Gravitational lensing at milliarcsecond angular resolution

Gravitational lensing is a powerful tool for studying the mass content in distant galaxies, but also for performing a detailed study of high-redshift sources. In this thesis, we use milliarcsecond angular resolution observations of radio-loud gravitationally lensed sources to investigate both the properties of lensing galaxies and background sources. We present high-resolution global Very Long Baseline Interferometric (VLBI) observations of the gravitationally lensed radio source MG J0751+2716 (at z = 3.2), that shows evidence of both compact and extended structure (core-jet morphology) across several gravitational arcs. These data provide a wealth of observational constraints that are used to determine the inner (baryonic and dark matter) mass profile of a group of galaxies and also investigate the smoothness of the dark matter distribution on mas-scales.

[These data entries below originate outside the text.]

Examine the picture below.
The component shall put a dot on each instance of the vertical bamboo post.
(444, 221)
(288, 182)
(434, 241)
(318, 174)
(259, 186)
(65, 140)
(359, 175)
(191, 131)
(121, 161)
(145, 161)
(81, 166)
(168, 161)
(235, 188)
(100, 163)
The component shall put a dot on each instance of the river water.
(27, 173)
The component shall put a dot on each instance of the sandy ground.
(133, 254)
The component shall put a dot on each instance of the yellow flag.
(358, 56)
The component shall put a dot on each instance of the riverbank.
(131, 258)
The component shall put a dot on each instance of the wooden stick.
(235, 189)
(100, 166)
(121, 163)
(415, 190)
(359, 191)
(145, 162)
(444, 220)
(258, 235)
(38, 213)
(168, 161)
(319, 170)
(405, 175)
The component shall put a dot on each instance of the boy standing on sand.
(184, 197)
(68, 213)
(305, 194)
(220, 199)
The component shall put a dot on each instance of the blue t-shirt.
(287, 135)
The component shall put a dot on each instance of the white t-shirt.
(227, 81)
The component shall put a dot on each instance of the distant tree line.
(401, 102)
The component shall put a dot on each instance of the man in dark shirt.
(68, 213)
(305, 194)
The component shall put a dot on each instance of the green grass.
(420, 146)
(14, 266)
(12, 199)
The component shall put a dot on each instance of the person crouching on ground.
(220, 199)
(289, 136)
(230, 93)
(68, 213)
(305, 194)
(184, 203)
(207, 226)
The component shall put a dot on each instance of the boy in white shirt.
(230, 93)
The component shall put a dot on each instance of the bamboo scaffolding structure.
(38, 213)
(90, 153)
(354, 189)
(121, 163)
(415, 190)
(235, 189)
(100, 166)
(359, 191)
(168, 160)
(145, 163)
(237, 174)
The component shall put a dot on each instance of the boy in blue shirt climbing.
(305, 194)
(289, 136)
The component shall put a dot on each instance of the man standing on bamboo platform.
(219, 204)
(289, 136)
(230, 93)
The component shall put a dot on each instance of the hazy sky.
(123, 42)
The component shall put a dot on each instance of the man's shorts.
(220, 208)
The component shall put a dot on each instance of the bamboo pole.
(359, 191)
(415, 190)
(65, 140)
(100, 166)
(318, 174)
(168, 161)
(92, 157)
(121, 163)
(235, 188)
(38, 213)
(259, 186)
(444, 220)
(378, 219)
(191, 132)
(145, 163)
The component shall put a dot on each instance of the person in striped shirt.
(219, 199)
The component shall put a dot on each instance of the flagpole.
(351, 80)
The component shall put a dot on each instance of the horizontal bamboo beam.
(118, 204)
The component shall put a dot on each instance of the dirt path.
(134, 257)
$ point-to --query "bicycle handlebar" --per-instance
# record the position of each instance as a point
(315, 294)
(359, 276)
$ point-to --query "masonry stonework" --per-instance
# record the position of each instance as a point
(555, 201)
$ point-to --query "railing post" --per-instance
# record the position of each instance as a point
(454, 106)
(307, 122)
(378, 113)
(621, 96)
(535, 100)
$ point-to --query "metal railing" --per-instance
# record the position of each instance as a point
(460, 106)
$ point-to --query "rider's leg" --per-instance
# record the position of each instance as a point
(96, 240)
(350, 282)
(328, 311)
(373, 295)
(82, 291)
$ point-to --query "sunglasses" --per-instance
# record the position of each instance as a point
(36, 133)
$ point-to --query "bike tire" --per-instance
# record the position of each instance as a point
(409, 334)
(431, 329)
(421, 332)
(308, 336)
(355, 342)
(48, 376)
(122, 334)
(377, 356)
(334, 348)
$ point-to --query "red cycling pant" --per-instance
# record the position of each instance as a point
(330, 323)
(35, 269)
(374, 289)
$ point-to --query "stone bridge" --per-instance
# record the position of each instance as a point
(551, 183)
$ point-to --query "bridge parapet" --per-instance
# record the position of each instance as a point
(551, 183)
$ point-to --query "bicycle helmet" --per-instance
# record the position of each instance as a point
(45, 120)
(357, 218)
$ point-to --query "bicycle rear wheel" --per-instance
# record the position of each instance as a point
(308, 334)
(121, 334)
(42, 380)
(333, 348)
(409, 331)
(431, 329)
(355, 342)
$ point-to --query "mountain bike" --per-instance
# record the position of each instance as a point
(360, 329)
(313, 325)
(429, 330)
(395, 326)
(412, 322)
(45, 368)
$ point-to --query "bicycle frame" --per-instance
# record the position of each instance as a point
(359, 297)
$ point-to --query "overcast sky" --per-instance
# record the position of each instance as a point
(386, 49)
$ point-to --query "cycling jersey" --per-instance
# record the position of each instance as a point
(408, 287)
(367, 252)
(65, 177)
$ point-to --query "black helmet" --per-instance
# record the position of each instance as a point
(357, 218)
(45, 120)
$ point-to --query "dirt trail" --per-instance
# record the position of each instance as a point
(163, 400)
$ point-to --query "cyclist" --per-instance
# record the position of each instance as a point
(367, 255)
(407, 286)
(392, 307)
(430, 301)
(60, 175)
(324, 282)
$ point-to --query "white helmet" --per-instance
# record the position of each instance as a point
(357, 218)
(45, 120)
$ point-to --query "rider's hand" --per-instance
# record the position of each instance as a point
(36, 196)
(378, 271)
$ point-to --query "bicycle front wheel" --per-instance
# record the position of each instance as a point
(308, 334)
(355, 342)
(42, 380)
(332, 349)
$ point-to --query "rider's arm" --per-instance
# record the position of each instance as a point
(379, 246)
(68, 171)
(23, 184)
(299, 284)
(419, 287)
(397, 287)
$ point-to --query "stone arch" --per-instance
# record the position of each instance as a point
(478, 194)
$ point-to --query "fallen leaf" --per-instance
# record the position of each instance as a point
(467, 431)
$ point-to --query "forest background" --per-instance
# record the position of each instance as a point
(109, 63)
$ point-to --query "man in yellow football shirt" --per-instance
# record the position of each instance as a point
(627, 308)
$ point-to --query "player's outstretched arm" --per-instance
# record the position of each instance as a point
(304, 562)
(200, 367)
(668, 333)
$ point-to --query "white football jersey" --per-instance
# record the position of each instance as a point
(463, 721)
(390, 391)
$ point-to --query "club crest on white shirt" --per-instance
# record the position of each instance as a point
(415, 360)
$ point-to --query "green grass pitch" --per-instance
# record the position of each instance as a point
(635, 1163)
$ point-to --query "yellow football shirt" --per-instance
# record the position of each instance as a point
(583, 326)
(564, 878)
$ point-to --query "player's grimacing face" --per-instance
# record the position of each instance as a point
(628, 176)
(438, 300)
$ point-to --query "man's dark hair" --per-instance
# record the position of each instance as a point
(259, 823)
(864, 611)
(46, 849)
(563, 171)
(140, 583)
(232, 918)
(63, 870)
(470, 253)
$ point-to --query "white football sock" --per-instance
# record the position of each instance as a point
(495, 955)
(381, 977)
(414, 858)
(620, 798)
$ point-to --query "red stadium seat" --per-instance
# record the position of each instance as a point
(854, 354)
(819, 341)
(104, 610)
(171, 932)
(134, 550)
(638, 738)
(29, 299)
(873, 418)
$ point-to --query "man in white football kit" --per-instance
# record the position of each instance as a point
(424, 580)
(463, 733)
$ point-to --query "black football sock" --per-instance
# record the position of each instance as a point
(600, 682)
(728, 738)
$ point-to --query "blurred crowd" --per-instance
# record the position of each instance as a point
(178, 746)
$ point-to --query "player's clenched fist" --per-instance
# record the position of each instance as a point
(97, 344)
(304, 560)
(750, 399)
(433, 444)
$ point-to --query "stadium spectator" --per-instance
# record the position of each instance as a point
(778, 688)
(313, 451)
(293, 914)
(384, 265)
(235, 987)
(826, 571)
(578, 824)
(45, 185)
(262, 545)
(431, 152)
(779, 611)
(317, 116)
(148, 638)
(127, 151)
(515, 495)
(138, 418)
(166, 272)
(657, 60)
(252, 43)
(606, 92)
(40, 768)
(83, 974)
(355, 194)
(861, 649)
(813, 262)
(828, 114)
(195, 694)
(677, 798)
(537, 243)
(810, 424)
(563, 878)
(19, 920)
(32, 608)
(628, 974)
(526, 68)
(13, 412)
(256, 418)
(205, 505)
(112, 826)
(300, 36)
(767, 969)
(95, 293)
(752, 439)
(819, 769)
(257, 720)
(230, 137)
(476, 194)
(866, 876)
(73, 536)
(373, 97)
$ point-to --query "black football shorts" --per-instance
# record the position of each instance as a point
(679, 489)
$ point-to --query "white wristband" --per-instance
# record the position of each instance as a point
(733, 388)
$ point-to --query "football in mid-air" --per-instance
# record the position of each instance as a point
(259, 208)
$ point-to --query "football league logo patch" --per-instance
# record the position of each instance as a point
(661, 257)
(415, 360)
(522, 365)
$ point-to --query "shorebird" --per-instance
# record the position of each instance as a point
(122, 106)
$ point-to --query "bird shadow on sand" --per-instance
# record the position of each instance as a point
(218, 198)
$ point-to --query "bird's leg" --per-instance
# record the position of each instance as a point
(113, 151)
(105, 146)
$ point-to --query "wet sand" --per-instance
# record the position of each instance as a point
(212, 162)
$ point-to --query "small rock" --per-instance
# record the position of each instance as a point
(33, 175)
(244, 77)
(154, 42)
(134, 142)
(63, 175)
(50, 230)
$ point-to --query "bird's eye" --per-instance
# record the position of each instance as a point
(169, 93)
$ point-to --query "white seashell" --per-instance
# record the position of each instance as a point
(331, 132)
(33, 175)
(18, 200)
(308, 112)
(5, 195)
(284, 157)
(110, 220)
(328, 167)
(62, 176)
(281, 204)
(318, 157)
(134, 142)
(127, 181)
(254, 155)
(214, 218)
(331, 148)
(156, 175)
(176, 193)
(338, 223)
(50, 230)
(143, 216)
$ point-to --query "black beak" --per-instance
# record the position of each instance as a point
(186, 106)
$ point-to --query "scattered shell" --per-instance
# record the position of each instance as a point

By complementing spectral line radio observations with optical and near-infrared imaging at high angular resolution, in the second chapter we investigate the cold molecular gas, stars and dust content in two high redshift galaxies (MG J0751+2716 and JVAS B1938+666). Moreover, by comparing two observations at milliarcsecond angular resolution separated by 15 years, we find evidence for proper motions observed for the first time in the gravitational lensing system MG B2016+112. The analysis of these data can constrain the formation model for super-massive black holes. Finally, we present a new pilot gravitational lens search in the VLBI survey mJIVE-20 in perspective of future surveys with the next generation of radio interferometers.